Turpentine–For All Your Health Needs…

I’ve been entertaining swollen glands, a sore throat, rattling cough, fever, ear infection and laryngitis for almost a week now. Complete misery, as anyone knows and everyone forgets—me included—until waylaid.

turpenting for illnessLuckily in 2015 we have antibiotics (I’m on my second, stronger prescription now) to help our bodies fight these germ wars. In writing The Garden Promise and reading all the family letters that help shape that novel, I know how often various members of the Arthur family fell ill. And this current illness reminded me how difficult it must have been to deal with sickness way back then.

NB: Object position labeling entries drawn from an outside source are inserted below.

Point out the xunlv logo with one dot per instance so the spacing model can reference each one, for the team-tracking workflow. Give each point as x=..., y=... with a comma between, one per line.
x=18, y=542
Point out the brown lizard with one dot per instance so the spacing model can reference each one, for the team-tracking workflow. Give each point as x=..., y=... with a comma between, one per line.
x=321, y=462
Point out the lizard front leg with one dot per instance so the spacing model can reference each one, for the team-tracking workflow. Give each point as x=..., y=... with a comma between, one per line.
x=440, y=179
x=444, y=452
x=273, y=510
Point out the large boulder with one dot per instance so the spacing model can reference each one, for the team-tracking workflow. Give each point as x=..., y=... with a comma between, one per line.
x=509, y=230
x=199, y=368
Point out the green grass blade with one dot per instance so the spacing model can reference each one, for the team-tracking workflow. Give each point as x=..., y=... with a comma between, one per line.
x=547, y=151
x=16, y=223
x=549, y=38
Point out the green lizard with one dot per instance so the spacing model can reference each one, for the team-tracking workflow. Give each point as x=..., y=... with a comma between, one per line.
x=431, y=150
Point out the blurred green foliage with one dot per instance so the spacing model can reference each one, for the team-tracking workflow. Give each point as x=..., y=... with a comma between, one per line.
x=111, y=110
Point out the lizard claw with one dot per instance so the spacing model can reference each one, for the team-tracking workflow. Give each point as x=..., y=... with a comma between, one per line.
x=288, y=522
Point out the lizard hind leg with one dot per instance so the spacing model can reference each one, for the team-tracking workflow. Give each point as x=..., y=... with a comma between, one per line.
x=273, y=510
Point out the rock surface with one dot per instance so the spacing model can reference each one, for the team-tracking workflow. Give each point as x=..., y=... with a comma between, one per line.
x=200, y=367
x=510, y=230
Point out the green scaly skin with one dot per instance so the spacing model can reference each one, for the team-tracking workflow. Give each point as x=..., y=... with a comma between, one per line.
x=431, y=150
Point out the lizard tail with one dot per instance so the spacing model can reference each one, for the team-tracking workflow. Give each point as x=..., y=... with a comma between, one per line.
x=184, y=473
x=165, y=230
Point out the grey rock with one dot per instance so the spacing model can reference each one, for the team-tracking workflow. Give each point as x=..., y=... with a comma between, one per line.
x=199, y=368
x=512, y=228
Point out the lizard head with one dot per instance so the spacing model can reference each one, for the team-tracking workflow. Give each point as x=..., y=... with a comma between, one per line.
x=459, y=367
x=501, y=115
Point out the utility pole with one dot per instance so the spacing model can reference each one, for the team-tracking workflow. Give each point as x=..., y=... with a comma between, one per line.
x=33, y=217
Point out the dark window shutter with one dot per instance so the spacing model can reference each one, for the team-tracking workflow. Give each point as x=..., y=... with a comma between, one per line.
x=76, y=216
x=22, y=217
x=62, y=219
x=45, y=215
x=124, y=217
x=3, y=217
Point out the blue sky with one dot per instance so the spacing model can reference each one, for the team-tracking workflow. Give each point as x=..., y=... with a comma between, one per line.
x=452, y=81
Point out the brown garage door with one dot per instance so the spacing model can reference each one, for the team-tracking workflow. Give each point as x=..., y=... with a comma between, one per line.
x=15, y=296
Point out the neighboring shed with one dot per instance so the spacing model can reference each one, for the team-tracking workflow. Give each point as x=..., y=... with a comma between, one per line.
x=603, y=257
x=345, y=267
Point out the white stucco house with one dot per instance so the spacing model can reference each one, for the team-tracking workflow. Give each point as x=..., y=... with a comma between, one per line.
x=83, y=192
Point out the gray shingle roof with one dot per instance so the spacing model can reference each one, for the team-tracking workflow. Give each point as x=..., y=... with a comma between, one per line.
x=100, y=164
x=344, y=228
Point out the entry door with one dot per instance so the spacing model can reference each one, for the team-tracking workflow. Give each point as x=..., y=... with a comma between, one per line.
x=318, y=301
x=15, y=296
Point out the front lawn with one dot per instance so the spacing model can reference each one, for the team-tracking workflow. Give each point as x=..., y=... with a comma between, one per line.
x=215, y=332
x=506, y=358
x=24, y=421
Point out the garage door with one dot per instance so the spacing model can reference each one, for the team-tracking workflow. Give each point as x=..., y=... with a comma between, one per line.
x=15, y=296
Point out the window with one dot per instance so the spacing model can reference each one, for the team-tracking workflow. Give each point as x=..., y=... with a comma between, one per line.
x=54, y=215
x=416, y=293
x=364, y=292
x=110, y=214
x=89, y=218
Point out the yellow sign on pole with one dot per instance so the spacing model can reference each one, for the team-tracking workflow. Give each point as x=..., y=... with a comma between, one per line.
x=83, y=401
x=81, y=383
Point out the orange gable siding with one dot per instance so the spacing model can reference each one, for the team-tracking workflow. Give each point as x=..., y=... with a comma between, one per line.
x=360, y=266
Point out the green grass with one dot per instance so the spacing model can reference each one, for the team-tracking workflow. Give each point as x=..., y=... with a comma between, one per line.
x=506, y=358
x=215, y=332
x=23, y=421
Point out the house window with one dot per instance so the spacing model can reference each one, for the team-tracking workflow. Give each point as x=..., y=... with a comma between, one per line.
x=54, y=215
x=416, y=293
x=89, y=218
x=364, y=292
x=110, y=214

Nineteenth century sick-folks were limited in treatment choices, but they certainly tried hard. Here is an excerpt from a letter from Jeanie to her son, James, giving him the updates on his brother and sisters and a friend.

The nurse sent Dorothy home from school at noon today because her throat was sore. I gave her the turpentine and hot water cure. Hope it will help her. It cured Gale of sore throat in one night last week but he had a sore neck instead. Gretchen Rossiter has tuberculosis and the doctor has ordered her to Texas for the winter.

At first I thought Dorothy’s turpentine treatment was something she took by mouth. But the following recipes for soothing sore throats and treating a cold on the chest from The Compendium of Cookery illustrate something different:

The recipe for treating a Cold on the Chest suggests, “A flannel dipped in boiling water, sprinkled with turpentine, laid on chest as quickly as possible will relieve the most severe or hoarseness,” was probably what my great-great grandmother’s “cure,” was. It also explains how the cure could have made Gale’s sore throat disappear but also give him a sore neck. I imagine a towel dipped in boiling water and immediately applied to the throat would make anyone’s neck smart for a day or two.

I included the line about the Rossiter girl being ordered to Texas for the winter to deal with her TB because it just sounds funny the way it’s written. “Off to Texas with you!” as though sending someone to the corner store for lemons.

The cure for a sore throat in the Compendium orders: “Cut slices of salt pork or fat bacon; simmer a few moments in hot vinegar, and apply to throat as hot as possible. When this is taken off, as the throat is relieved, put around a bandage of soft flannel. A gargle of equal parts of borax and alum, dissolved in water, is also excellent. To be used frequently.”

In case you’re wondering—alum is “a colorless astringent compound that is a hydrated double sulfate of aluminum and potassium, used in solution medicinally and in dyeing and tanning.” And, borax is “a white mineral in some alkaline salt deposits, used in making glass and ceramics, as a metallurgical flux, and as an antiseptic.”

Yikes, okay, if desperate enough, I suppose one gargles with harsh chemicals. I sympathize with meds not working—I get it.

The honey, flaxseed, rock candy and lemon cure for a cold is not too bad, but still. When it comes to disease—2015 wins. Despite my repeated trips to the doctor for the right medicine to obliterate this mess of bacteria, I can say I appreciate it far more than a nice gargle of borax and alum.